Migration to unified limits quotas¶
There is a nova-manage command available to help with moving from legacy Nova database quotas to Keystone unified limits quotas. The command will read quota limits from the Nova database and call the Keystone API to create the corresponding unified limits.
$ nova-manage limits migrate_to_unified_limits -h
usage: nova-manage limits migrate_to_unified_limits
[-h] [--project-id <project-id>] [--region-id <region-id>] [--verbose]
[--dry-run]
Copy quota limits from the Nova API database to Keystone.
options:
-h, --help show this help message and exit
--project-id <project-id>
Project ID for which to migrate quota limits
--region-id <region-id>
Region ID for which to migrate quota limits
--verbose Provide verbose output during execution.
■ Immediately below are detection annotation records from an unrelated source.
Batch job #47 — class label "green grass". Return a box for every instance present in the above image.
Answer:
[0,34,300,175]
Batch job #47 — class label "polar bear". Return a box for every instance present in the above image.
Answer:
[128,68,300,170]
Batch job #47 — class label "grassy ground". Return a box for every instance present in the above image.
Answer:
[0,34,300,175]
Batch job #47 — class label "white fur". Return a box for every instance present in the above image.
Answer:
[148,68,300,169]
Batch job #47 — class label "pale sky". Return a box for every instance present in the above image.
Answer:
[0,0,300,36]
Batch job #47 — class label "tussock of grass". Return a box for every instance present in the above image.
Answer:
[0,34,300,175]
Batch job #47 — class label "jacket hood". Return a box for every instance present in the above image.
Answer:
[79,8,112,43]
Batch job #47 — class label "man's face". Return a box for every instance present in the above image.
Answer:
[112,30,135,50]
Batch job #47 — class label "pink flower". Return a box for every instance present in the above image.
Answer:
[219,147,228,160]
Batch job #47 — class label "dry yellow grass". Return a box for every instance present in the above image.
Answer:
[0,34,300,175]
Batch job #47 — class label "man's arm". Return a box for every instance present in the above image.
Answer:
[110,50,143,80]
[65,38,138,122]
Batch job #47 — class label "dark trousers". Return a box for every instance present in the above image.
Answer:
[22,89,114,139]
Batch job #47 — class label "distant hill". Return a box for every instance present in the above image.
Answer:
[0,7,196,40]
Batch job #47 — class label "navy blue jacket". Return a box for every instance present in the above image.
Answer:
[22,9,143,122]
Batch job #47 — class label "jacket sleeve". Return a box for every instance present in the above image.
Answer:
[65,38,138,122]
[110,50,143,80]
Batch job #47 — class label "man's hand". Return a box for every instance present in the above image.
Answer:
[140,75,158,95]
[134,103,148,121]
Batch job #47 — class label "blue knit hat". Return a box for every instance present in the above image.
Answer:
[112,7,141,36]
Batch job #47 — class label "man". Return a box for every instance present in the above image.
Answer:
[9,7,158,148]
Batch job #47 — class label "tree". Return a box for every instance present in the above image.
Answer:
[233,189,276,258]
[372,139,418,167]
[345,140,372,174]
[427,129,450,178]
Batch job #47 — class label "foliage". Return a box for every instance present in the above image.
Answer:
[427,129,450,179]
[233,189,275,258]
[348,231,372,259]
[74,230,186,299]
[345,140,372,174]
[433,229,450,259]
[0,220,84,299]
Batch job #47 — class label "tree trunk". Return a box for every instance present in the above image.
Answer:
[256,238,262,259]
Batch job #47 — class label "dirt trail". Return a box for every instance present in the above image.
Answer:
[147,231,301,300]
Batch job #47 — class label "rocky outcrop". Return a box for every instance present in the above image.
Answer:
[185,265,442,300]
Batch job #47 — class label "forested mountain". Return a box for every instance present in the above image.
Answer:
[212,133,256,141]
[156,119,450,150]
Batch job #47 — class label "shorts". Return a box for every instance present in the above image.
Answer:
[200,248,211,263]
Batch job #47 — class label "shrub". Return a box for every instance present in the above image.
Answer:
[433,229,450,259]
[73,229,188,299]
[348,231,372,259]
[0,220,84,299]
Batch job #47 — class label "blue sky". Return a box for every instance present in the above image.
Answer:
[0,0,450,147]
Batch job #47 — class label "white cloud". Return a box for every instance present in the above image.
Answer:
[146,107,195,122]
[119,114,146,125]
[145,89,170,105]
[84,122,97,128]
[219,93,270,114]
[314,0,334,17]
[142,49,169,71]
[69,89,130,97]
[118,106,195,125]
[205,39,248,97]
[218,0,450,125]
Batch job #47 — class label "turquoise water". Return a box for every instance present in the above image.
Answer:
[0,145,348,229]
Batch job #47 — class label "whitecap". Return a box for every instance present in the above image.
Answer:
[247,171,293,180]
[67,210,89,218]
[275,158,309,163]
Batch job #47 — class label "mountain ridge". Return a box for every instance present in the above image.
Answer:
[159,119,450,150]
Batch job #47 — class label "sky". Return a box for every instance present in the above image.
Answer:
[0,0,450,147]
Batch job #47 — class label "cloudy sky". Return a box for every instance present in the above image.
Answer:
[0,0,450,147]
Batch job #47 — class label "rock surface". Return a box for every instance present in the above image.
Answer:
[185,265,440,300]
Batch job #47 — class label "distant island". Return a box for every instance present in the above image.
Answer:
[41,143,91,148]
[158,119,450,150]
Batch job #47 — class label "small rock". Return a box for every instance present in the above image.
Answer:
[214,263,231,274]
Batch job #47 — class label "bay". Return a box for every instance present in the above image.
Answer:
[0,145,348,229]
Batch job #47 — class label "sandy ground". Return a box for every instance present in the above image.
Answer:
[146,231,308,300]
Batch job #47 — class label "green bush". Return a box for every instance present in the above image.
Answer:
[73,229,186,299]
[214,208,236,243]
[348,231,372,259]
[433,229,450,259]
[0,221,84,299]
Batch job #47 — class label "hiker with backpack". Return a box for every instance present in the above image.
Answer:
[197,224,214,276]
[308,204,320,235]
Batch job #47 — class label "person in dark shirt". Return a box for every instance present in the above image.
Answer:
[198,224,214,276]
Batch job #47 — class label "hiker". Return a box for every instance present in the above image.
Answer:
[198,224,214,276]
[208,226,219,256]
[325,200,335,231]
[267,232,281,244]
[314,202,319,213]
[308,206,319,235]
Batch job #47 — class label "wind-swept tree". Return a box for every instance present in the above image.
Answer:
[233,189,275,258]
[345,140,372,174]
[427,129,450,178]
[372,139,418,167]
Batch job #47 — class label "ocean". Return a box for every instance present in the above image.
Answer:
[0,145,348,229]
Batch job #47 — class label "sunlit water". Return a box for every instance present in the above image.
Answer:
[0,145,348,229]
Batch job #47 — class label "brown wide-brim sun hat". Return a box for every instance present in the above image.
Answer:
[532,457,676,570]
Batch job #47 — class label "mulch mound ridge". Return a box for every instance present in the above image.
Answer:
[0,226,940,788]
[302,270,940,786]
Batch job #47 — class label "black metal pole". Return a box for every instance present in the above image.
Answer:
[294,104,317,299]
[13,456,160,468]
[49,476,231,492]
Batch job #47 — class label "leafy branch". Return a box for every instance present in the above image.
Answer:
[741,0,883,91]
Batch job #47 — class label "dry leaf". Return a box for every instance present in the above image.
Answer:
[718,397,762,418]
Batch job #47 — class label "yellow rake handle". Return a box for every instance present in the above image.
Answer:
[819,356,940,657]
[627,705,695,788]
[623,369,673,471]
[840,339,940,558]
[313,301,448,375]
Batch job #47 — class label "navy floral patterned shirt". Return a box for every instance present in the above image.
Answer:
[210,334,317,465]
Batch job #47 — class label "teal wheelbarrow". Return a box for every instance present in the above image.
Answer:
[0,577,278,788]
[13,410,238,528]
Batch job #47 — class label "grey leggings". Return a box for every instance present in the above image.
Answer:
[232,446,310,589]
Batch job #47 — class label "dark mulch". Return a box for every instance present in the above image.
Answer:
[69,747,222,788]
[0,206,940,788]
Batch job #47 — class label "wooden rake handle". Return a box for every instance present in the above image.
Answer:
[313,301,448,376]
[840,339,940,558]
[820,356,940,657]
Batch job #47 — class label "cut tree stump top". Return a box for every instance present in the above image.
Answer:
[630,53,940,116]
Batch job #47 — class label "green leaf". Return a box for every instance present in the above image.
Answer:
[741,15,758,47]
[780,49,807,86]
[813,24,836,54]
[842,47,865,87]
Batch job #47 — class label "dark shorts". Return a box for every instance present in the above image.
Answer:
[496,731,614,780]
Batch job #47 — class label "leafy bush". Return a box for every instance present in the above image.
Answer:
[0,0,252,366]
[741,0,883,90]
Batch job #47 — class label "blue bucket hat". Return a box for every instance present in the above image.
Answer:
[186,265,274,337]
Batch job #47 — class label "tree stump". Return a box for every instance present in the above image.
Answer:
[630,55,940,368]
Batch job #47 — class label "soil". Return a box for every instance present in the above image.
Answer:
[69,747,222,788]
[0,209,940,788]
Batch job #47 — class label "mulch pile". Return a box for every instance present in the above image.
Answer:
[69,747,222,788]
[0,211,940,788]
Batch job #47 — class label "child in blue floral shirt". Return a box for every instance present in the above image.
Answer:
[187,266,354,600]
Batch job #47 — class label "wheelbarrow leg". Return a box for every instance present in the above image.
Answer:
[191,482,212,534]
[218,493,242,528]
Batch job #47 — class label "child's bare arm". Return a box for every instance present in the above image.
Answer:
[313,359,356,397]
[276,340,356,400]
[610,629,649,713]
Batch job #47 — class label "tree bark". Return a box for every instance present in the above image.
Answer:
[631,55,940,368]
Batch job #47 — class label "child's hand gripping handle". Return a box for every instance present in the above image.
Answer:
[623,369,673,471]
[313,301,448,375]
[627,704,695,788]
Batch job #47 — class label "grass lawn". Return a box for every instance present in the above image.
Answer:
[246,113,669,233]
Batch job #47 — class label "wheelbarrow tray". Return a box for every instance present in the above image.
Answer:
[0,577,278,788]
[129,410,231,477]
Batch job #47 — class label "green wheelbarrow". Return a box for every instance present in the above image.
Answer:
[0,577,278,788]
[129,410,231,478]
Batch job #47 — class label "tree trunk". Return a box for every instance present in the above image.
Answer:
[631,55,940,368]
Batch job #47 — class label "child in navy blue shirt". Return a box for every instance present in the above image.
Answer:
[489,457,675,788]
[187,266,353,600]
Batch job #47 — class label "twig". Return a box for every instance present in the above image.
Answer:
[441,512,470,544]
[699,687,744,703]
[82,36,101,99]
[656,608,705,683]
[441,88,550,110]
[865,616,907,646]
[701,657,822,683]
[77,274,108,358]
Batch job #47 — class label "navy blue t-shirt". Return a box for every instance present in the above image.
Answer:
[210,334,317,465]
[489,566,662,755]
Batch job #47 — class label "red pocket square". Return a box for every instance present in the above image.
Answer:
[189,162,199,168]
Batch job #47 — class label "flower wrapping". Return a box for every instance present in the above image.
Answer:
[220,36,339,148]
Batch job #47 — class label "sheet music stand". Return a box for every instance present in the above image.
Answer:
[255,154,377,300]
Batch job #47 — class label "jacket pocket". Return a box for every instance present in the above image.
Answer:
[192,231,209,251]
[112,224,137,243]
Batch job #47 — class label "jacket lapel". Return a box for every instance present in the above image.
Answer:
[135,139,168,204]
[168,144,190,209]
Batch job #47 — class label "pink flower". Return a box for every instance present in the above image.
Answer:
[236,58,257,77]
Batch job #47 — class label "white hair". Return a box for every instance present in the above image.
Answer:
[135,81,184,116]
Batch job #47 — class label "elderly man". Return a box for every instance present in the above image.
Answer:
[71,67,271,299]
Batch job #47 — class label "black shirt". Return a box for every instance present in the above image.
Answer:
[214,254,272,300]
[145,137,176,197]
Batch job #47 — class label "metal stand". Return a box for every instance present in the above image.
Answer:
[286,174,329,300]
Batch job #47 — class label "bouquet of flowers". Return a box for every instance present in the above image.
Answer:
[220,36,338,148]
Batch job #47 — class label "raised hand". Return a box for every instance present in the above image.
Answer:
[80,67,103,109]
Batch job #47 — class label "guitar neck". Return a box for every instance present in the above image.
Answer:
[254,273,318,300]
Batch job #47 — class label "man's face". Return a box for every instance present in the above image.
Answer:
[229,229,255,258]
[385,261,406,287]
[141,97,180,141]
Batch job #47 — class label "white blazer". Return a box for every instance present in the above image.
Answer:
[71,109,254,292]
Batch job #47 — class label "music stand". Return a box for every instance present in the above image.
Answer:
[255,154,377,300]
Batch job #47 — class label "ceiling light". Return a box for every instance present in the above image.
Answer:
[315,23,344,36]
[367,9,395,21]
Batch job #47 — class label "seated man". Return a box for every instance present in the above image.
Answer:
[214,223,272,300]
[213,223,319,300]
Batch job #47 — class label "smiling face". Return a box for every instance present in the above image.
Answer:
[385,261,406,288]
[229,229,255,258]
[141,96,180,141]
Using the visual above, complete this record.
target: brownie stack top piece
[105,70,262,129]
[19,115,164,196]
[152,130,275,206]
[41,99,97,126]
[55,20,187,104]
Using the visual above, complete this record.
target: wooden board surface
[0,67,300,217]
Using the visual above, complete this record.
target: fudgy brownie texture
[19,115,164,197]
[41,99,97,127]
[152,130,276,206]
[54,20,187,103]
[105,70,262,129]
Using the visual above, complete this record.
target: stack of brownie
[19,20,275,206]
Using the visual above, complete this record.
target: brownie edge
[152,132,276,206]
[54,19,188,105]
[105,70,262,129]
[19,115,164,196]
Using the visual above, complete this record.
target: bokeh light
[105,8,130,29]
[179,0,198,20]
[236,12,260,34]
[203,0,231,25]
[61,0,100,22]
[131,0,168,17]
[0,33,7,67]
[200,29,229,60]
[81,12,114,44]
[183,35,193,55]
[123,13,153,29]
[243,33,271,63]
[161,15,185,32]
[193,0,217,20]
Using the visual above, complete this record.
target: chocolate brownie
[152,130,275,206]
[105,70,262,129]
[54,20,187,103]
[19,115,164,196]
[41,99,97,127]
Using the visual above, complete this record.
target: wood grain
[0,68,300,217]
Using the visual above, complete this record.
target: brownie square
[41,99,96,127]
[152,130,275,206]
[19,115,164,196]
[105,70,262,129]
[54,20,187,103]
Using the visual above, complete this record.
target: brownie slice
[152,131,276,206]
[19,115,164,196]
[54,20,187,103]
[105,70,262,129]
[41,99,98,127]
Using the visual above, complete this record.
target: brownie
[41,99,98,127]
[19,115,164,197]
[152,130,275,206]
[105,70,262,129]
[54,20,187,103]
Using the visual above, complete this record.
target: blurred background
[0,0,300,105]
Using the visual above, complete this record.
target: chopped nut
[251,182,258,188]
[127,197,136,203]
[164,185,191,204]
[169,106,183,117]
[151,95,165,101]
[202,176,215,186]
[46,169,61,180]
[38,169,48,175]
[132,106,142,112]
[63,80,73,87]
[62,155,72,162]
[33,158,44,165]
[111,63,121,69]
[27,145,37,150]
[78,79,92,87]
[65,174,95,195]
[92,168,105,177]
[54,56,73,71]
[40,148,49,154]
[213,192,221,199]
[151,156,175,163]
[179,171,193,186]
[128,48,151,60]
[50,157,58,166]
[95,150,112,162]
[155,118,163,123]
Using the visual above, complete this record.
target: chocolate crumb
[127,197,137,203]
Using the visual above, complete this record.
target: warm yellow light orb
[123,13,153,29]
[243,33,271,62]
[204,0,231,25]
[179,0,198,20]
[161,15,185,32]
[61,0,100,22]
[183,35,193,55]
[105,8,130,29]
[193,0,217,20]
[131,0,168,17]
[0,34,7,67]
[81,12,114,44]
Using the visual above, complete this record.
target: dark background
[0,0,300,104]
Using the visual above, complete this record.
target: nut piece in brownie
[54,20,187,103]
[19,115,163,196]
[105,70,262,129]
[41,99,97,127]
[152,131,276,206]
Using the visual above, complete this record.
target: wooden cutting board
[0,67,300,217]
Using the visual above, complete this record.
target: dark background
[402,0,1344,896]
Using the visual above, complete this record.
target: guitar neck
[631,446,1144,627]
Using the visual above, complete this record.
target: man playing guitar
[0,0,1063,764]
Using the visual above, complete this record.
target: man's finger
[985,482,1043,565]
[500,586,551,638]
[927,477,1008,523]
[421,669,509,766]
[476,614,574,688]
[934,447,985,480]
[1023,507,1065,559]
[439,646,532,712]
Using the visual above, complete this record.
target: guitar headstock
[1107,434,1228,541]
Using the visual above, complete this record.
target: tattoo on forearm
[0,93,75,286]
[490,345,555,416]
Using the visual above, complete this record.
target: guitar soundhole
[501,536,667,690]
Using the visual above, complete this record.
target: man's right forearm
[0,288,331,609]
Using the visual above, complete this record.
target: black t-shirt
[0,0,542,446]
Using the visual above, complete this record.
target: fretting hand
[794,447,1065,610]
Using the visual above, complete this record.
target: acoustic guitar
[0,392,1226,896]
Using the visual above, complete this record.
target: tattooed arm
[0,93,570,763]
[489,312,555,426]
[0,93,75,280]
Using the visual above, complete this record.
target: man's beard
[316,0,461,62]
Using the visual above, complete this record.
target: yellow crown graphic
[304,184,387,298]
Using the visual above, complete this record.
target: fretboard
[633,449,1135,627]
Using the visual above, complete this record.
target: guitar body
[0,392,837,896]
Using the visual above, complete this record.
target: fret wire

--dry-run Show what limits would be created without actually
creating them.
Important
Per-user quota limits will not be copied into Keystone because per-user quotas are not supported in unified limits.
Require or ignore resources¶
The quota.unified_limits_resource_strategy
and
quota.unified_limits_resource_list
configuration options
are available for operators to specify which cloud resources they will require
to have registered limits set in Keystone. The default strategy is require
and the default resource list contains the servers
resource.
When unified_limits_resource_strategy = require
, if a resource in
unified_limits_resource_list
is requested and has no registered limit set,
the quota limit for that resource will be considered to be 0 and all requests
to allocate that resource will be rejected for being over quota. Any resource
not in the list will be considered to have unlimited quota.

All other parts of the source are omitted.